I pretended I wasn’t watching Hennie as I waited for her to speak. She held one hand to her belly as if it hurt. Her face was tight and her eyes shadowed.

“Hennie.” I gave up pretending to work when it became clear she wasn’t going to speak first. “Sit down. What is it?”

“I am so pleased to see you again,” she said. “I had to come out and look at you. Make sure I had not imagined you.”

“That is not what I mean. What ails you?”

“Oh, Tey.” She gave a heavy sigh and took a long time to answer. “I am glad you have come back now. I don’t think I have much time left.”

“Don’t say that.” In my surprise, my voice was louder than I intended. “Hennie, tell me. What is it? Are you unwell?”

“I have a pain in my belly. At first, it was not so bad, but now it hurts all the time. Sometimes it is hard to breathe through the pain.”

“Have you seen a healer?”

“Tuthmose asked around, but couldn’t find one who spoke Egyptian, or the language of the Sand Dwellers, or even Akkadian, which the girls tell me they can speak a little. There didn’t seem much point in a healer I couldn’t understand.”

It had surprised me to find Tuthmose still here. By the message on his windowsill, I figured he had travelled with them, but I hadn’t expected him to stay once he saw them to safety.

“Besides,” Hennie continued, drawing me from my thoughts. “There is nothing a healer can tell me I don’t already know. Something eats away at my insides. I can feel it. I will be on my way to the West very soon.”

“What about the knowledge you learned when we lived with the Sand Dwellers? You were learning about herbs and medicines. Can that help you?”

“It might perhaps if we were living in the desert. But the herbs I know are different from the herbs here. I don’t know these plants so I cannot risk trying to make myself a tonic.”

“I will find you a healer,” I said. “There must be something that can be done.”

“Have you ever thought about your judgement, Tey dear?”

“I cannot say I have.”

“It has been on my mind a lot. I picture myself entering Osiris’s Hall. Seeing the row of baboons, the forty-two judges. Osiris on his throne, green-faced and wearing his tall white crown. Anubis, Thoth, the scales bearing the Feather of Truth. Ammut waiting to learn whether she will be permitted to eat my heart.”

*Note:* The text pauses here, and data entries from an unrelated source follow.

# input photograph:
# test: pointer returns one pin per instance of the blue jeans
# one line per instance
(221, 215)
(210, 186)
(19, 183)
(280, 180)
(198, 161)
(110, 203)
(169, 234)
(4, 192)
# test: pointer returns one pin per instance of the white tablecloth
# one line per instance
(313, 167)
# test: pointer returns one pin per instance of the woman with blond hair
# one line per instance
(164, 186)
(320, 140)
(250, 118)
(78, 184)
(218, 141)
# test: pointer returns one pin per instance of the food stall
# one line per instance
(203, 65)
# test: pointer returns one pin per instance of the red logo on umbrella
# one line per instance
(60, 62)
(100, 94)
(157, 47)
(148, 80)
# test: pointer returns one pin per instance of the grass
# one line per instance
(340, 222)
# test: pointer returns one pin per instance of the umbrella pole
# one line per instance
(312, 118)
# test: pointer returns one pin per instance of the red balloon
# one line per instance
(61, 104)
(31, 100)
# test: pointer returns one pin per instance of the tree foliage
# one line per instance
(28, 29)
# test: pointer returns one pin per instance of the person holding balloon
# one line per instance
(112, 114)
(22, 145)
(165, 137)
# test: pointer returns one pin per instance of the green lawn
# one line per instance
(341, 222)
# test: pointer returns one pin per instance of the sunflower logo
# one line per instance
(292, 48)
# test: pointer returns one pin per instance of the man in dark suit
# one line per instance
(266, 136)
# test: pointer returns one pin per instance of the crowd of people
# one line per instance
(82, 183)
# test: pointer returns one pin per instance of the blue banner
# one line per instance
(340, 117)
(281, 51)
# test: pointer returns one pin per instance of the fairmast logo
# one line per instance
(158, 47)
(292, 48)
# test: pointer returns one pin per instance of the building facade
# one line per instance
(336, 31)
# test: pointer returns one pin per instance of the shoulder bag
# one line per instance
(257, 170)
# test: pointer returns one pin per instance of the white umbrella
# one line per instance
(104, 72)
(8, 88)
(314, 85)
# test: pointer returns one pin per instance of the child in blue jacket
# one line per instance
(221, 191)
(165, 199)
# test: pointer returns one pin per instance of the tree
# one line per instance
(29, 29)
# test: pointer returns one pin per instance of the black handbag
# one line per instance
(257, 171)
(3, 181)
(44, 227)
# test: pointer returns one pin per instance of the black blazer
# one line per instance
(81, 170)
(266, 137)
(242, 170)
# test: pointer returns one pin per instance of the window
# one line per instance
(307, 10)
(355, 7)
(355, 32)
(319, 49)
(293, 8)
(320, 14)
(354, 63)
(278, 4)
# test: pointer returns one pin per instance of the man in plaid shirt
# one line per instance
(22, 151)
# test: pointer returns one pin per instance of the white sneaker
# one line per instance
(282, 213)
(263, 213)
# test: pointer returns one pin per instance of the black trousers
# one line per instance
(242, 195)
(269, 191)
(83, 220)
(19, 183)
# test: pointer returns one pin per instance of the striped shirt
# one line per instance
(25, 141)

“You will not face judgement any time soon.” It was as if she had already given up. “I will go out now and find a healer. You will see, Hennie. There will be a treatment, some tonic or potion to fix whatever ails you.”

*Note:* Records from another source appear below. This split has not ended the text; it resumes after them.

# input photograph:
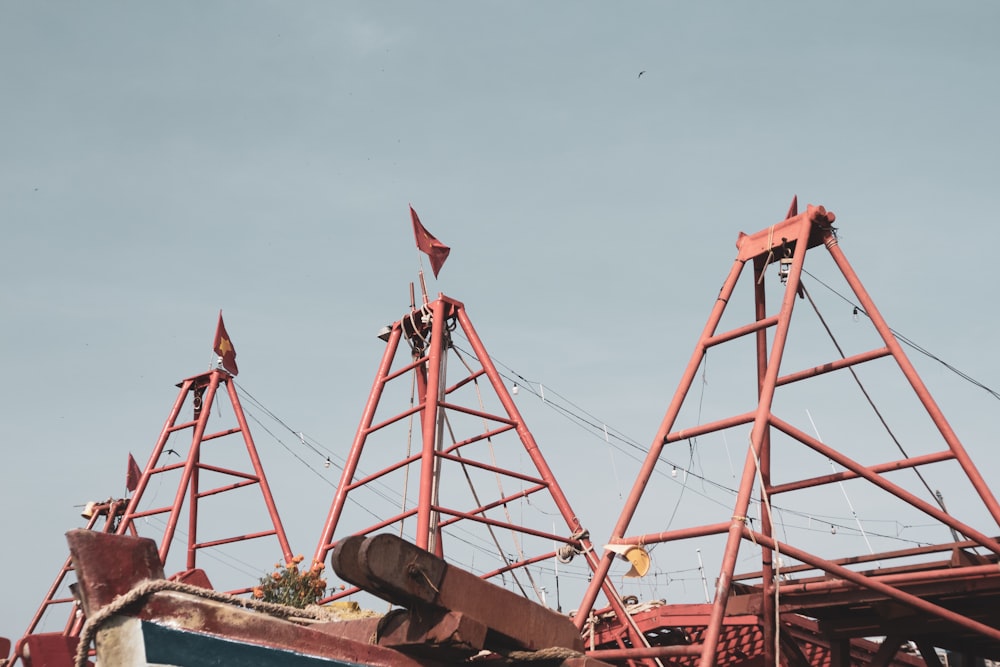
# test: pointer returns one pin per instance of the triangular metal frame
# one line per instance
(203, 391)
(786, 243)
(122, 516)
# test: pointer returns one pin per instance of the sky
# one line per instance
(162, 161)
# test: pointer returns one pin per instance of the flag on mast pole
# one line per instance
(427, 243)
(224, 348)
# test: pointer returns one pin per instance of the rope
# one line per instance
(147, 588)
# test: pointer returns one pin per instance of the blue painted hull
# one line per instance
(170, 646)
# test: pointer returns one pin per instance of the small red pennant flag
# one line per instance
(793, 210)
(224, 348)
(133, 474)
(426, 243)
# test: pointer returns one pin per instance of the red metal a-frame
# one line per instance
(128, 515)
(463, 431)
(944, 604)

“Tey, dear.” Hennie reached for my hand and squeezed it. “Don’t fuss. I know this is new for you, but I have had some time to come to terms with it. My journey to Osiris’s Hall draws near and I have accepted it. I am only pleased you have returned in time to care for the girls. Tuthmose promised to look after them if you didn’t find us in time, but it is not the same. He is not family, no matter how kind he has been to us.”

He had found a house for them and purchased it with a gem Hennie gave him. It had two chambers of a reasonable size and he built a third so the girls would have the bedchamber of their own they had longed for. An unnecessary extravagance, in my opinion, but it was already done. I wondered at his motive. Why would any man take responsibility for children who were not his own? It wasn’t like he and I… My mind shied away from thinking about the possibility of what might have happened between him and me. If I wasn’t so stubborn. If I didn’t already have too much responsibility.

“I hope they don’t grieve me too hard,” Hennie said. “You must remind them I am not really their grandmother. But wait until I am gone. Let me pretend they are my own for a little longer.”

“They are yours, Hennie. You and I are the only family they have, and you must not give up. I will go out right now to find a healer.”

“Leave it be, my dear.” Hennie squeezed my fingers again, then tucked her hands into her lap. Maybe she hoped I wouldn’t notice how her hand trembled. “We all go to the West eventually and this is my time. I have been so thankful to spend these last few years with you and the girls. It has been like having a second chance at life and I never expected that. So thank you, Tey. Thank you for arriving on the doorstep of a lonely old woman and pretending to be her daughter-in-law.”